Strategic Priority 4 – Centrality of Protection support to vulnerable IDPs
- For IDPs in prolonged displacement with complex vulnerability and risk profiles, protection services will focus on continuity of care and overcoming individual barriers to state services—social protection, health, education, legal aid, child protection and GBV services, and age- and disability-inclusive support. By providing these time-bound, needs-based interventions, partners will prevent the aggravation of protection risks such as secondary displacement, premature returns to unsafe areas, institutionalization, negative coping mechanisms and further harm, and exacerbation of unmet needs.
- Child Protection actors will deliver ongoing case management, structured and unstructured MHPSS, support for family-based alternative care, family tracing, reunification and reintegration, rehabilitation support, and restoration of documentation to help children reintegrate into education and community life.
- GBV partners will strengthen static and community-based services—including GBV case management, psychosocial support, provision of dignity kits or specialized crisis cash assistance at WGSS, safe shelters and crisis rooms—and reinforce referral pathways.
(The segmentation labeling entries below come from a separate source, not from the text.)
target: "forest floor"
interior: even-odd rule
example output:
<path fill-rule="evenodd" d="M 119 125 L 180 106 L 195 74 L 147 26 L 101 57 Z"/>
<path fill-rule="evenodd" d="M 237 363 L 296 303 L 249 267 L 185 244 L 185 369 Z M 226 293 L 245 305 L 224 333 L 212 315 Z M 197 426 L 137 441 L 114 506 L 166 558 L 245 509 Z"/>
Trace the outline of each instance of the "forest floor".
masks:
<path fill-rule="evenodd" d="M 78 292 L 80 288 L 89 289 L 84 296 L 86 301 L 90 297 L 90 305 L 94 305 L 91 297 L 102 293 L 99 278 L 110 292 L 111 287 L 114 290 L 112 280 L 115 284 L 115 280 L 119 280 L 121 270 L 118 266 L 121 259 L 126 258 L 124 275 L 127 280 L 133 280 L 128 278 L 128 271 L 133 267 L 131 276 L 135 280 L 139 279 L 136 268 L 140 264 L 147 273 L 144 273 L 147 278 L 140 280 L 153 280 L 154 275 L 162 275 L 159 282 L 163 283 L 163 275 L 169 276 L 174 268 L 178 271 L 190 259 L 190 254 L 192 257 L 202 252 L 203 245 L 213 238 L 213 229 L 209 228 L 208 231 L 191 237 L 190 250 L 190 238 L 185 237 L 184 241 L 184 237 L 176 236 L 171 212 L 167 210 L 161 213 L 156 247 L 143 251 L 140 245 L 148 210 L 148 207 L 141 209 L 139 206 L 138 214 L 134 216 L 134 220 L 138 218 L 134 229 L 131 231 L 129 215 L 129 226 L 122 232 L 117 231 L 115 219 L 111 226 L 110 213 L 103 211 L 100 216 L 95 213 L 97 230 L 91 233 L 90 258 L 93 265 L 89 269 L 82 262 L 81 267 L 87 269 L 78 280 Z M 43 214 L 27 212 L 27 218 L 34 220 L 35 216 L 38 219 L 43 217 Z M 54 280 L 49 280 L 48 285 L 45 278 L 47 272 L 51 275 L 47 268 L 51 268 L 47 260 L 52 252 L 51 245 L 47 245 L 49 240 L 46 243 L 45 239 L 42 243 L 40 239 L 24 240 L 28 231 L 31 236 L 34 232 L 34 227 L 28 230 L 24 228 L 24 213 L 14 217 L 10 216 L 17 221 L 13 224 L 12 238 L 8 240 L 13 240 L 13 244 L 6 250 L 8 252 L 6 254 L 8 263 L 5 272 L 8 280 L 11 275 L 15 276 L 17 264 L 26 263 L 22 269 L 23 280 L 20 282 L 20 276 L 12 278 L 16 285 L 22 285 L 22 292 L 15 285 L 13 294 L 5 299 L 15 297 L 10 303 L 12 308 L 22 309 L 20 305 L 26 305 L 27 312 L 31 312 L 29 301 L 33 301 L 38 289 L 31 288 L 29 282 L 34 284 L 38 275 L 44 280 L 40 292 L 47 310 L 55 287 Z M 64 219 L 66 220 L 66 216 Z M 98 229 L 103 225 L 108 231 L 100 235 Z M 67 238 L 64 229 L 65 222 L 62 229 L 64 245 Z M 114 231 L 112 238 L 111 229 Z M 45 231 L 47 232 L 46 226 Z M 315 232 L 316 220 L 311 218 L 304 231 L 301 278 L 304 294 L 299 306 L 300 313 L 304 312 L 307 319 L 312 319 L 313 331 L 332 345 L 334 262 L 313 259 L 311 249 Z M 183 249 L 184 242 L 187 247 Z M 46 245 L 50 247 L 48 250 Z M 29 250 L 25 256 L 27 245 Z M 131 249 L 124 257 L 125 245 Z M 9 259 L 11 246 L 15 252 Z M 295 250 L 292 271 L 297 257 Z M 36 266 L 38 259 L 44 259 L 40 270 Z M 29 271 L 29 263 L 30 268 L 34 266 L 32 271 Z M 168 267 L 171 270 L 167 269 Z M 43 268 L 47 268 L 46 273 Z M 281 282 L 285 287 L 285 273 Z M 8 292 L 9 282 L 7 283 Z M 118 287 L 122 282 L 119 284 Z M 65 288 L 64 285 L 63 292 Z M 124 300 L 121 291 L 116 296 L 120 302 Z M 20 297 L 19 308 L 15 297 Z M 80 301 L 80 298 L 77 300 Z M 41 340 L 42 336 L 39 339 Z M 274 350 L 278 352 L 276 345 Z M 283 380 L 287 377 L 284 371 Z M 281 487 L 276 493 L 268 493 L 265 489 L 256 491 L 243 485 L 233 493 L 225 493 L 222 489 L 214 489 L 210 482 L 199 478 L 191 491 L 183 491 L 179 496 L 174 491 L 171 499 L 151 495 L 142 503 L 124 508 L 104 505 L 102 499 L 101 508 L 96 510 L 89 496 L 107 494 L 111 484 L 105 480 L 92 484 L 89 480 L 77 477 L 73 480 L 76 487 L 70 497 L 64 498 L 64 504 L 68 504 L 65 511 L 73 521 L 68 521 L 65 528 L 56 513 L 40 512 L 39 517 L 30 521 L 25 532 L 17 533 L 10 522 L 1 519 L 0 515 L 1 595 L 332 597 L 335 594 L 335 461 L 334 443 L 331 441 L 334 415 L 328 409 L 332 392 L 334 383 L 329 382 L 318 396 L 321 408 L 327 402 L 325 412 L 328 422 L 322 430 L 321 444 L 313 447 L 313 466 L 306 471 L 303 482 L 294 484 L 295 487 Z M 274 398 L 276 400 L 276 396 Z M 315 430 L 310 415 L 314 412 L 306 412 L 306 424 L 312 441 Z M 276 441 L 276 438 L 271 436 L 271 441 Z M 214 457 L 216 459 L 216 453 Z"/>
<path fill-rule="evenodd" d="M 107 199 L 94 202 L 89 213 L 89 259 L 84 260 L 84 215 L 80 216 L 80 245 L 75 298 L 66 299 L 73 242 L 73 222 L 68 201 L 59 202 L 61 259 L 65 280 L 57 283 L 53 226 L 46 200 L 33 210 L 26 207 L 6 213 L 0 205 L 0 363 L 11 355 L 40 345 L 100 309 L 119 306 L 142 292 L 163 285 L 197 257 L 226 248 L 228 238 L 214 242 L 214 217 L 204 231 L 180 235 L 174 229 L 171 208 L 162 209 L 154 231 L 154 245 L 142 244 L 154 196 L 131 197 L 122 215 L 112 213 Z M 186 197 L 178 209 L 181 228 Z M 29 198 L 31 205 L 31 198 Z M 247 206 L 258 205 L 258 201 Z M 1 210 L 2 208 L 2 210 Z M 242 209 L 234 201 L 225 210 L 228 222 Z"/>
They also build municipal and regional capacity to ensure localized and sustainable GBV services. Remote modalities such as hotlines and tele-PSS complement static services will be used to reach women, including older women and women with disabilities, children and other at-risk groups. GBV assessments and training on GBV risk mitigation will be conducted on sites.
- Across collective sites, protection partners will continue their support to site coordination and management and dignified, voluntary, and informed transitions from collective sites. All actors will adopt flexible modality according to the needs and contexts, including static, mobile and remote.